The election of a crucial seat on North Carolina’s highest court, which could have outsized power over abortion rights and democracy, looks like it will come down to about 600 votes.
Just how important are 600 votes?
Each election cycle, we are hammered with messages like “every vote matters,” “your vote counts,” and “this is the most important election of our lifetime” – it can become numbing. But year after year, we are reminded that the impact of a single vote is as powerful as ever.
Over the last 20 years, the president has often been elected by the smallest of margins. And on a statewide and local level, the margins are routinely less.
READ MORE: Riggs declares victory in NC Supreme Court race as her opponent challenges 60,000 votes
It’s a lesson that North Carolina voters were reminded of in the 2020 state Supreme Court race between Chief Justice Cheri Beasley and her Republican opponent Paul Newby. Following two recounts, the North Carolina State Board of Elections certified the results that Paul Newby had won by 401 votes out of nearly 5.4 million cast in the 2020 election.

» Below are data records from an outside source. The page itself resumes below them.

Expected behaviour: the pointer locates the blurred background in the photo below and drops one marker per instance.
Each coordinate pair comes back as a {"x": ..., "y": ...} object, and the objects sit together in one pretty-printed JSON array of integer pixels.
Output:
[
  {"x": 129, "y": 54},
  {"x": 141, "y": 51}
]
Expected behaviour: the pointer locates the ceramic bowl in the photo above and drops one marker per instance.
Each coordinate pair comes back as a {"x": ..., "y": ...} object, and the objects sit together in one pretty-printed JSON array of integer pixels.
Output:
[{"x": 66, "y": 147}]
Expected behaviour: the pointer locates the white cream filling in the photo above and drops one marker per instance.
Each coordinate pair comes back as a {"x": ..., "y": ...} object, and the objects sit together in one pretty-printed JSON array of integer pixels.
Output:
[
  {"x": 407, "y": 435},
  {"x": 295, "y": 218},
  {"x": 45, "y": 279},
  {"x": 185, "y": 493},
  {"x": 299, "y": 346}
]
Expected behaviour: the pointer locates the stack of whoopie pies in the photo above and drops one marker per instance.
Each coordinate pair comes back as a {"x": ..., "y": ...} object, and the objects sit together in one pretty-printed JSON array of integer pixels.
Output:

This year, North Carolina voters are once again witnessing why every vote matters, especially in state court races.
Currently, a statewide recount is underway for the state Supreme Court race between Justice Allison Riggs and Judge Jefferson Griffin. Several counties have already completed their counts and certified their results, while the rest will be completed in the coming days.
Justice Riggs leads Judge Griffin by 623 votes out of about 5.5 million cast in the race – a 0.02% separation.
Losing candidate Griffin has already filed hundreds of election protests to try to throw out over 60,000 ballots – approximately the total population of the town of Chapel Hill.
Griffin has every right to ask for a recount and our state election officials should have the utmost support to ensure that every vote is counted. But baseless accusations of fraud and attempts to target and intimidate individual voters are an attack on our democracy and an attempt to undermine our voices. If that’s Griffin’s goal, he won’t succeed.
Because despite all the obstacles there are to voting – suppressive laws, gerrymandered maps, and increasingly arbitrary rules and restrictions imposed by Republicans hell-bent on staying in power – North Carolina voters came out in droves to have their voices heard.
Every vote matters because every vote is a voice and whether the winning margin is 10 or 600 or 10,000 – those voices matter.